Teknik direktörlerimiz, kulüp yöneticilerimizin biraz olsun kendi evlatlarına şans verdikleri zaman onların neler yapabileceklerini görmeleri Türk futbolundaki zihniyetin değişmesine neden oldu. En yakın örnek olarak Kerem Aktürkoğlu 1 sene önce TFF.3 lig ekiplerden 24 Erzincanspor forması terletirken, sadece 1 sene sonra Galatasaray'a transfer yaparak milli takım formasını giyme şansını yakaladı ve şu anda Galatasaray'ın en değerli oyuncularından bir tanesi konumuna gelmiş durumda.
Bundan 10 sence önce Fenerbahçe'nin genç Semih'i, Semih Şentürk, Zico bana seni oynatmak istiyorum; Aziz Yıldırım Kezman'a milyon dolarlar verdim onu oynatacaksın diyerek o zaman olan zihniyeti apaçık bir şekilde bizlere anlatıyordu. Kezman'a milyonlar vermek yerine Semih'i oynatarak, verim alarak ve Semih'i satıp milyonlar kazanıp, yeni Semih'ler kazanmayı tercih etmeyecek bir anlayışa sahip olmaya ülke genelinde maalesef başaramıyorduk.

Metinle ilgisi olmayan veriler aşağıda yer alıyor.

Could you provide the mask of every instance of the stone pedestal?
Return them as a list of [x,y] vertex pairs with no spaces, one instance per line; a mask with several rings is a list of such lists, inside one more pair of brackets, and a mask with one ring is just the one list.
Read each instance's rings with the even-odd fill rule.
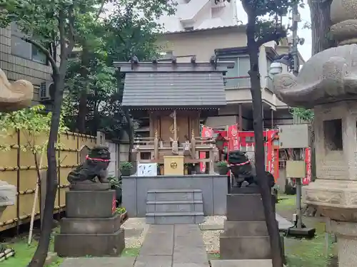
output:
[[224,232],[219,239],[221,258],[271,258],[258,189],[236,188],[233,192],[236,194],[227,194],[227,219],[224,222]]
[[117,256],[125,248],[124,230],[116,214],[114,190],[66,192],[66,217],[55,237],[54,251],[64,257]]

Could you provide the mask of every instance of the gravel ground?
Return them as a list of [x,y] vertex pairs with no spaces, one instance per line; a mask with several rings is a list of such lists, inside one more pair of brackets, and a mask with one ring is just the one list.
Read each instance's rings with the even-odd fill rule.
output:
[[145,223],[145,218],[129,218],[124,224],[124,229],[143,229],[139,236],[125,238],[126,248],[140,248],[149,229],[149,224]]
[[[205,217],[202,225],[223,225],[225,216],[208,216]],[[124,224],[124,229],[144,229],[139,236],[131,236],[125,239],[126,248],[140,248],[149,229],[149,224],[145,223],[145,218],[129,218]],[[222,231],[202,231],[202,236],[206,250],[208,252],[219,251],[219,235]]]
[[221,225],[225,219],[225,216],[207,216],[204,217],[204,221],[201,225]]
[[[223,225],[225,219],[225,216],[208,216],[205,217],[204,221],[201,225]],[[223,232],[222,230],[201,231],[207,252],[219,251],[219,235],[221,232]]]

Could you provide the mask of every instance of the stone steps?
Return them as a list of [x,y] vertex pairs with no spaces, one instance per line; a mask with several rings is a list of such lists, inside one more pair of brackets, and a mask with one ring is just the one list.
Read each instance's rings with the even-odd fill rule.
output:
[[146,196],[146,223],[200,224],[203,221],[201,189],[149,190]]
[[166,200],[159,201],[147,201],[146,213],[151,212],[203,212],[202,200]]

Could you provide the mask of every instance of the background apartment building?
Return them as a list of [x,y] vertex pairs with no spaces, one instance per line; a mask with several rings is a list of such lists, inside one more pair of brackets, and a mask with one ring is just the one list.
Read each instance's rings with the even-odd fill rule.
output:
[[[23,34],[15,24],[0,28],[0,68],[10,82],[27,80],[32,83],[34,103],[46,102],[51,98],[52,68],[46,56],[33,45],[21,40],[21,36]],[[43,88],[41,95],[40,88]]]
[[[192,56],[198,61],[208,61],[213,55],[218,61],[233,61],[234,68],[226,75],[227,106],[216,114],[203,117],[202,122],[215,128],[238,123],[241,130],[253,130],[252,99],[248,71],[250,69],[247,54],[246,28],[238,25],[236,2],[215,4],[214,0],[179,0],[174,16],[161,18],[165,28],[158,45],[162,48],[162,58],[176,57],[178,62],[189,62]],[[268,69],[273,58],[289,51],[287,40],[279,46],[275,42],[265,43],[259,51],[259,70],[263,109],[264,127],[293,122],[288,107],[276,98],[271,90]],[[301,59],[303,62],[303,59]],[[284,70],[288,71],[288,68]],[[147,118],[141,118],[138,133],[149,133]]]

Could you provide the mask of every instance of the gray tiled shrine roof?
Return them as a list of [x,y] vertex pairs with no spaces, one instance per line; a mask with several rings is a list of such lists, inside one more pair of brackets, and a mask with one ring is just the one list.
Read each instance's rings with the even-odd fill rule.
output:
[[232,63],[114,64],[126,73],[122,105],[129,108],[216,108],[226,105],[223,74]]

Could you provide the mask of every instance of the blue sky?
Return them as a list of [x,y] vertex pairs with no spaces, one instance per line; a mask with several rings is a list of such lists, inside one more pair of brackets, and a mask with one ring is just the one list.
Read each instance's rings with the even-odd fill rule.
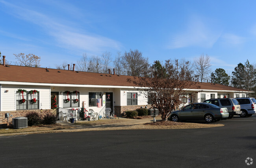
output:
[[138,49],[150,63],[201,54],[228,73],[256,63],[253,0],[0,0],[0,51],[33,54],[42,67]]

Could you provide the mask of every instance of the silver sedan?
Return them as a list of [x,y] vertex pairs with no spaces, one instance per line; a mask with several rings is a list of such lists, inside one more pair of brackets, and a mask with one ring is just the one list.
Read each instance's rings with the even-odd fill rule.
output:
[[180,120],[204,120],[207,122],[228,117],[226,108],[221,108],[214,104],[197,103],[190,104],[180,110],[171,112],[170,119],[174,122]]

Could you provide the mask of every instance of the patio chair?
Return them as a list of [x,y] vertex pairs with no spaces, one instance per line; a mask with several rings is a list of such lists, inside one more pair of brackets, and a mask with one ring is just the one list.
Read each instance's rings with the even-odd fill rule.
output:
[[92,109],[89,109],[89,115],[93,118],[93,121],[98,119],[98,113],[94,112]]
[[108,116],[108,119],[110,118],[110,111],[111,111],[111,109],[110,108],[106,108],[106,109],[105,110],[105,113],[103,114],[103,118],[104,116],[107,118],[107,116]]

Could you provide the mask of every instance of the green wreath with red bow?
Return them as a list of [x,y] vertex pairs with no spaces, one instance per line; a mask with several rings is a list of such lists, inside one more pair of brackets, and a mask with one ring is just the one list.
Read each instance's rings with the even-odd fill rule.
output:
[[27,90],[25,89],[18,89],[18,92],[21,93],[22,94],[22,99],[21,99],[20,100],[20,104],[26,102],[26,99],[24,98],[24,96],[23,95],[23,93],[24,93],[24,92],[26,92]]

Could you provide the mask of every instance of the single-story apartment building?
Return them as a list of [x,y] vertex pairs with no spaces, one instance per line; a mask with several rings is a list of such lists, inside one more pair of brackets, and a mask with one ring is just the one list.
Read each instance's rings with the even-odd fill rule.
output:
[[[45,68],[0,65],[0,124],[6,124],[5,114],[12,118],[29,111],[51,112],[61,107],[78,109],[83,106],[103,115],[106,108],[117,115],[126,110],[151,106],[140,93],[132,77],[115,74]],[[207,82],[197,82],[200,89],[187,89],[184,105],[211,98],[243,97],[249,90]],[[190,97],[191,94],[195,99]]]

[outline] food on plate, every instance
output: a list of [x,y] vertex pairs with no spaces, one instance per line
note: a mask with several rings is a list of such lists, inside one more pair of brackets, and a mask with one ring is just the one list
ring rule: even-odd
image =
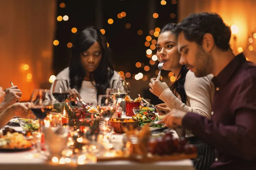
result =
[[22,129],[26,131],[38,131],[39,128],[38,120],[26,118],[19,118],[19,123]]
[[26,139],[23,134],[17,132],[8,131],[0,141],[0,148],[2,149],[26,149],[32,146],[31,142]]

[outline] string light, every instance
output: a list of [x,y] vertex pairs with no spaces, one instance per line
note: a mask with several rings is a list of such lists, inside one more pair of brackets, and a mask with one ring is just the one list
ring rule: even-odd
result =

Günümüz futbolunda ise Süper Lig takımlarımız Avrupa'da oynayan oyuncularımızdan esinlenerek genç oyuncalara ve alt yapılara ciddi bir yatırım yapmaya başladığını söyleyebiliriz. Birçok takımımız alt liglerden oyuncu alarak, ya süre alabileceği bir takıma kiralayarak ya da azda olsa kendi bünyesinde oyuncuyu oynatarak kazanmaya çalışıyor. Umuyorum ki bu zihniyeti daha ileriye taşıyarak 80 milyonluk Türkiye'mizde Dünya futboluna ve Milli Takımımıza çok daha fazla oyuncu yetiştirip,kazandıracağız.